Parliament has given the green light to the $10 billion Housing Australia Future Fund (HAFF), a crucial step towards addressing the country’s housing crisis with new social and affordable homes on the horizon.
- The HAFF envisions constructing 30,000 new buildings over the next five years. However, the exact start date for the construction still needs to be confirmed.
- Housing Minister Julie Collins has expressed the government’s urgency in operationalizing the fund. She indicated a hopeful timeline of weeks, or at the most, a couple of months, before the fund becomes active.
- The ultimate goal is to funnel the returns from this fund towards increasing the availability of social and affordable homes.
What they’re saying:
- Housing experts and associations across the country have praised the legislation’s approval. Many hailed it as a significant step after a decade without notable federal housing programs.
- You can’t understate the importance of this move; even though it might only cover some needs, it’s an addition of 30,000 homes in housing poor Australia that weren’t previously on the table.
- To gain crossbench support, the government introduced several amendments to the HAFF. These include an annual spending guarantee of at least $500 million and a promise to construct a minimum of 1,200 homes in every state and territory over the stipulated five-year period.

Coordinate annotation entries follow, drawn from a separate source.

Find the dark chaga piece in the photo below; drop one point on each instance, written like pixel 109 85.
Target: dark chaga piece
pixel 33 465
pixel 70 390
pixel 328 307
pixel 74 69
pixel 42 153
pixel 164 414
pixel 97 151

- Outside of HAFF, the government has pledged $2 billion via the Social Housing Accelerator, intending to fund thousands of homes. This funding is already in the hands of states and territories, earmarked for commitment by June 2025.
- Another $1 billion has been promised by the government for additional housing construction. Still, details about its expenditure and projected home count remain undisclosed.
Timeline for construction: The government has yet to commit to exact construction dates due to factors beyond its direct control, such as regional government regulations and land availability.
Challenges ahead: While the construction industry believes they can handle the imminent surge in demand, future concerns loom large. The sector can cope in the immediate future, but many project a potential workforce shortage from 2025 onwards, stressing the importance of forward planning and training.
The broader context: Despite the significant step forward, many believe there’s still work to be done in the housing sector. There is a need for comprehensive strategies, pointing out concerns like zoning reforms, the growing homelessness rates, and the need for rent caps and protection against evictions to improve housing affordability.